Now let's see the code.

  def parse_and_extract_and_save(year):
    html_content, filepath = url_to_html(year)
    if html_content != None:
    	# Use HTML module to parse the content
        scraped_html = HTML(html=html_content)   
        table = scraped_html.find('#table', first=True) 
        
       	# SEE NOTE BELOW
        inner_table = table.find('table', first=True) 
        
        # Get all rows from tr tags
        rows = inner_table.find('tr')
        
        # The first row happens to be the column titles
        headers = rows[0].text.split('\n') 
        # This is the output => 
        #['Rank', 'Release Group', 'Worldwide', 'Domestic', '%', 'Foreign', '%']
        
        # Use list comprehension to collect all text from each row, 
        # then add them to a list called 'data'
        data = []
        for row in rows[1:]:
            td_s_in_each_row = [td.text for td in row.find('td')]
            data.append(td_s_in_each_row)
            
            
	# Use Pandas to transfer the list into a DataFrame 
        # instance, then save the dataframe into csv file. 
        df = pd.DataFrame(data, columns=headers)
        df.to_csv(filepath, index=False)

## NOTE:    Initially there are 3 inner table elements within this table element, some of the inner table elements are from JavaScript. So we can use Python interactive terminal (with -i) to test out what is the real inner table element from html. When we use " table.find('table'), the result is just one table from html code, the missing other two are actually generated by JavaScript. 
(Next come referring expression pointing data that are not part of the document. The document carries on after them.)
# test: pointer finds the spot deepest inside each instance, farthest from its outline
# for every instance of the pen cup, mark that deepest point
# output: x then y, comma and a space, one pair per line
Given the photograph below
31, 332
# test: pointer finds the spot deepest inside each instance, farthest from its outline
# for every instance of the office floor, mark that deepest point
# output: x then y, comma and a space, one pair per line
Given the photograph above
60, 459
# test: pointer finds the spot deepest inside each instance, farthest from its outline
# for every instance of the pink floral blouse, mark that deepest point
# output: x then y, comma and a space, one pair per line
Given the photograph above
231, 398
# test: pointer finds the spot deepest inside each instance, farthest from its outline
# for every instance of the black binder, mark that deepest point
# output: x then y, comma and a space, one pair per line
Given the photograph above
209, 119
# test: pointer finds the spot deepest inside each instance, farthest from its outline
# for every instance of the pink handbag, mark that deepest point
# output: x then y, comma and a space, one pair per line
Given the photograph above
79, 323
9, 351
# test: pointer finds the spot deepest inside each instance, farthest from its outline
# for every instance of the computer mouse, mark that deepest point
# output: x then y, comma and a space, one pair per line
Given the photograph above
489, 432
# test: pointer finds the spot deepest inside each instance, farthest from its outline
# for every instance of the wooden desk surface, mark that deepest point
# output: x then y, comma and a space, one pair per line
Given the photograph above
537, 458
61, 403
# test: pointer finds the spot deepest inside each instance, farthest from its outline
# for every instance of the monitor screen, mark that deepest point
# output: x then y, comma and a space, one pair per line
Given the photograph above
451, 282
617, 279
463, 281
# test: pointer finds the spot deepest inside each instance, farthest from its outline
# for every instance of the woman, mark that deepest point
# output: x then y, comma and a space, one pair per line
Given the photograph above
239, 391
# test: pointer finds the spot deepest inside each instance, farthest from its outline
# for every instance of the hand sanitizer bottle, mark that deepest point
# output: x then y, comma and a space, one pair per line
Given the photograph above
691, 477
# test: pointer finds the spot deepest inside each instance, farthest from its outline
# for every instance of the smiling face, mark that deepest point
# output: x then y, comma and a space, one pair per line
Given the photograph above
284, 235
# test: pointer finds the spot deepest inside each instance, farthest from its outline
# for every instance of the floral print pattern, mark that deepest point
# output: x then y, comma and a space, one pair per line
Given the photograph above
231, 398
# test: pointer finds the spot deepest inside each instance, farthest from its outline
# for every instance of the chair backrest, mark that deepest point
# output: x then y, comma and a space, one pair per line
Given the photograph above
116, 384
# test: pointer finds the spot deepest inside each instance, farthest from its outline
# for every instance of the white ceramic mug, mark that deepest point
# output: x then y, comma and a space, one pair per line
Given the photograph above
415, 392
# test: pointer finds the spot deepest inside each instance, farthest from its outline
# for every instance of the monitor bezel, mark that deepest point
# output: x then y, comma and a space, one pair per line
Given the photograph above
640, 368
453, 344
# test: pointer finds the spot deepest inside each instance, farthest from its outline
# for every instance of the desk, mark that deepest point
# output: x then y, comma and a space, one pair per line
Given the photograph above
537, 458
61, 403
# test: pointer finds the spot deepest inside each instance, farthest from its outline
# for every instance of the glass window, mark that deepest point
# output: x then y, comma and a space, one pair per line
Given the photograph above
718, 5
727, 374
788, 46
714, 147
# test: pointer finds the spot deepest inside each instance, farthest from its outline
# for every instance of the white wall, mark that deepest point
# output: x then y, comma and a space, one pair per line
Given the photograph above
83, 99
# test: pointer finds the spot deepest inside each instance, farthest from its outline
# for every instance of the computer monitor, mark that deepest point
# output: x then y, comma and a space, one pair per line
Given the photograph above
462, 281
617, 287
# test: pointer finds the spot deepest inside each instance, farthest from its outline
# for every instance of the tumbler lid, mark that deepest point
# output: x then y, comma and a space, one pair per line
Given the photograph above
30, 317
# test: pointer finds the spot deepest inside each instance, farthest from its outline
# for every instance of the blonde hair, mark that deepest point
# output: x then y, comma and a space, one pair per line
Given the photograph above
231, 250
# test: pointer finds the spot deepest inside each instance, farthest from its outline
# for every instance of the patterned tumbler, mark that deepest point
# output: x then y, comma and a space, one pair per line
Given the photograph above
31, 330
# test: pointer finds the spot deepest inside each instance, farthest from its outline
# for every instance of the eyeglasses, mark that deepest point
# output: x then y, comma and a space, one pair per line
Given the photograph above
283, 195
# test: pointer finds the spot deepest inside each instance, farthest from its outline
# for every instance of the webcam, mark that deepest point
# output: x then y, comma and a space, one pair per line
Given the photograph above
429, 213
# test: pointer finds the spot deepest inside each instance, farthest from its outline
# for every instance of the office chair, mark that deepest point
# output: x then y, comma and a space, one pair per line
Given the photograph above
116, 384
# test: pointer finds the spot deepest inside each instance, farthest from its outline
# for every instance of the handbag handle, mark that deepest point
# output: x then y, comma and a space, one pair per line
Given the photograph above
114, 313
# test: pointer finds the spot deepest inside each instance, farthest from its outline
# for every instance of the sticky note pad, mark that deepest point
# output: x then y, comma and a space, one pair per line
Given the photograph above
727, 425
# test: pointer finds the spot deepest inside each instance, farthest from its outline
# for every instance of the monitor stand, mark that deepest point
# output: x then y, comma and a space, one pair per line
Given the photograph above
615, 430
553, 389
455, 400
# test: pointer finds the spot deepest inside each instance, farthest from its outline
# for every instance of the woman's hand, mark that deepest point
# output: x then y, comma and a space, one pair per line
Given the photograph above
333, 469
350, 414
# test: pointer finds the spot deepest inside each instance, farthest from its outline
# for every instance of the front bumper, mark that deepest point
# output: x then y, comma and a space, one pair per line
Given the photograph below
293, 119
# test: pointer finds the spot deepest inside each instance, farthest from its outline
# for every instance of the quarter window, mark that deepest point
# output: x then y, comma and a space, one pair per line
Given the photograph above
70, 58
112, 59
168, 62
## NOTE:    We can also see the same code change when we use dev tool. In dev tool interface, use ctrl+shift+p to open the RUN command panel in dev tool , then search 'disable', a list of options pops up. choose to disable JavaScript. After refreshing the page, the dev tool Elements tab will only show HTML content. This time we can see only ONE table element is shown, other two JavaScript-generated tables are not shown.

Step 4:    Now, we can test out our code. Let's choose 2019 for the year. Call 'parse_and_extract_and_save(2019)' to run the code. A new file 'movie_2019.csv' should be created under the 'data' folder. The 'data' folder is created inside the method 'create_file_path_and_url_by_year()' when it was first time run.

parse_and_extract_and_save(2019)

For getting the past 10 years of box office data, we can run a for loop like this:

for year in range(2012, 2023):
    parse_and_extract_and_save(year)

Voila! We got all top box office listings scraped into our csv files. We can use pandas to analysis these files for many different purposes. To easily visualize and analysize the dateset, we can use Jupyter Notebook. Open Jupyter Notebook, import pandas, then open the file you need, transfer the csv file back to DataFrame instance, then you can see the dataset as a dataframe table. 

However, for the purpose of this project, I won't go further beyond this.